Criminal Law Amendment Act 1912
- Parliament of the United Kingdom
- Long title: An Act to amend the Criminal Law Amendment Act, 1885, the Vagrancy Act, 1898, and the Immoral Traffic (Scotland) Act, 1902.
- Citation: 2 & 3 Geo. 5. c. 20
- Territorial extent: United Kingdom

Dates
- Royal assent: 13 December 1912
- Commencement: 13 December 1912
- Repealed: England and Wales: 1 January 1957; Scotland: 15 December 1976;

Other legislation
- Amends: Criminal Law Amendment Act 1885; Vagrancy Act 1898; Immoral Traffic (Scotland) Act 1902;
- Amended by: Criminal Justice Act 1948;
- Repealed by: England and Wales: Sexual Offences Act 1956; Scotland: Sexual Offences (Scotland) Act 1976;
- Relates to: Criminal Law Amendment Act 1885; Vagrancy Act 1898; Immoral Traffic (Scotland) Act 1902;

Status: Repealed

Text of statute as originally enacted

= Criminal Law Amendment Act 1912 =

Act of the Parliament of the United Kingdom

The Criminal Law Amendment Act 1912 (2 & 3 Geo. 5. c. 20) was an act of the Parliament of the United Kingdom that extended provisions of the 1824 act to Scotland and Ireland and widened the scope of the original bill. The Amendment act is also known as the Criminal Law Amendment Act, 1912; and the Criminal Law Amendment Act, 1885.

== Provisions ==
The act introduced a number of new amendments including:

- Any male could now be whipped in private as a punishment. The court would decide on the instrument used and how many strokes would be administered.
- The 'person in charge' of brothels was now liable to charges, not just the 'occupier'.
- Arresting any man who would aid or abet a prostitute.

=== Application ===
The act would not apply to criminal proceedings triggered before the act came into effect.

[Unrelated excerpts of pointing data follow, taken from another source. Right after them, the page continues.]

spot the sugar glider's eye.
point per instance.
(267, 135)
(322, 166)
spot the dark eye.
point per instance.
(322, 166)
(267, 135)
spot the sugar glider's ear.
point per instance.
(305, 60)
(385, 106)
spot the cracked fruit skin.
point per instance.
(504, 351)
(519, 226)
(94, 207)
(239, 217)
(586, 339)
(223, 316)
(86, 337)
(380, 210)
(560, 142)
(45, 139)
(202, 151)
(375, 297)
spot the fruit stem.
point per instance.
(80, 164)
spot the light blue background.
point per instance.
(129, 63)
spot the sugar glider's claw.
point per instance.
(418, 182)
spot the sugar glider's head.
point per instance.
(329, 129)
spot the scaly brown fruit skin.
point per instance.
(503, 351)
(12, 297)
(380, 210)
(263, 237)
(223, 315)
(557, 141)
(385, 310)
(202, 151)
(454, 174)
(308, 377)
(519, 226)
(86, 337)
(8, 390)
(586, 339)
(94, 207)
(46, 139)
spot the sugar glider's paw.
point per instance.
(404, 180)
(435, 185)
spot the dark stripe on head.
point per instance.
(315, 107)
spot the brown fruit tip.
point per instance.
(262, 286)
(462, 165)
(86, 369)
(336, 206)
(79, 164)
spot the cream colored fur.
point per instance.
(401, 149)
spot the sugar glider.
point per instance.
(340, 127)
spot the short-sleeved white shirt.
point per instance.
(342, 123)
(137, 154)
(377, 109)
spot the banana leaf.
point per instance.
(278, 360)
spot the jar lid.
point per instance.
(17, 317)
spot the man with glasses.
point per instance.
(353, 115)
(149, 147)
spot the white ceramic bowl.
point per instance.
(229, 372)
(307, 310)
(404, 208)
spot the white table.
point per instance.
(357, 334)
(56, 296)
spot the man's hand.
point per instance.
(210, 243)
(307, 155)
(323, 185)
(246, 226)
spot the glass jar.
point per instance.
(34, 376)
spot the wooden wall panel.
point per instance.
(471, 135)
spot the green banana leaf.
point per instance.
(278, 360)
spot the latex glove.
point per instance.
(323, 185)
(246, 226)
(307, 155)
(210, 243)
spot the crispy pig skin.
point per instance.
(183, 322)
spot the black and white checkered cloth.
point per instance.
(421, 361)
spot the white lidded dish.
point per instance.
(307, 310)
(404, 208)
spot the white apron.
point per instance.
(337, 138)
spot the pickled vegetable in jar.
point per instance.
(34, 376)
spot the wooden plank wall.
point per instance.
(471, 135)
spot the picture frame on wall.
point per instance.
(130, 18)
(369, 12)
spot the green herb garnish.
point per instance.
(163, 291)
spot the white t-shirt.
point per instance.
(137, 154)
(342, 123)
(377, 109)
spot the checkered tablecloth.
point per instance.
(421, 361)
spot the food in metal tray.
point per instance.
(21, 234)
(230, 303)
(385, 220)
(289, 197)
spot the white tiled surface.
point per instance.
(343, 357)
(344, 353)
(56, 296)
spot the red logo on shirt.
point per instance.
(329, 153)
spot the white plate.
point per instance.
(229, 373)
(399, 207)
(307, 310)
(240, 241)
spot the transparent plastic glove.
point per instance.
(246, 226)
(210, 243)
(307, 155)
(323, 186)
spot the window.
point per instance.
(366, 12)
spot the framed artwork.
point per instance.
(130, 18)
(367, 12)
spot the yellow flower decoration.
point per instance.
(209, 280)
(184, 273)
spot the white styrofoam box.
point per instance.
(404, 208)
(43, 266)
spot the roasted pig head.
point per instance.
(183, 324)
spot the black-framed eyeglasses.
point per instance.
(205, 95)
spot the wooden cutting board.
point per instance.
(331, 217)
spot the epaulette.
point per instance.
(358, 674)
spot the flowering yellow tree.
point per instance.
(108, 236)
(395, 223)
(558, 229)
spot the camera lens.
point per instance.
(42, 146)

== Subsequent developments ==
The whole act was repealed for England and Wales by section 51 of, and the fourth schedule to, the Sexual Offences Act 1956 (4 & 5 Eliz. 2. c. 69), which came into force on 1 January 1957.

The whole act was repealed for Scotland by section 21(2) of, and schedule 2 to, the Sexual Offences (Scotland) Act 1976, which came into force on 15 December 1976.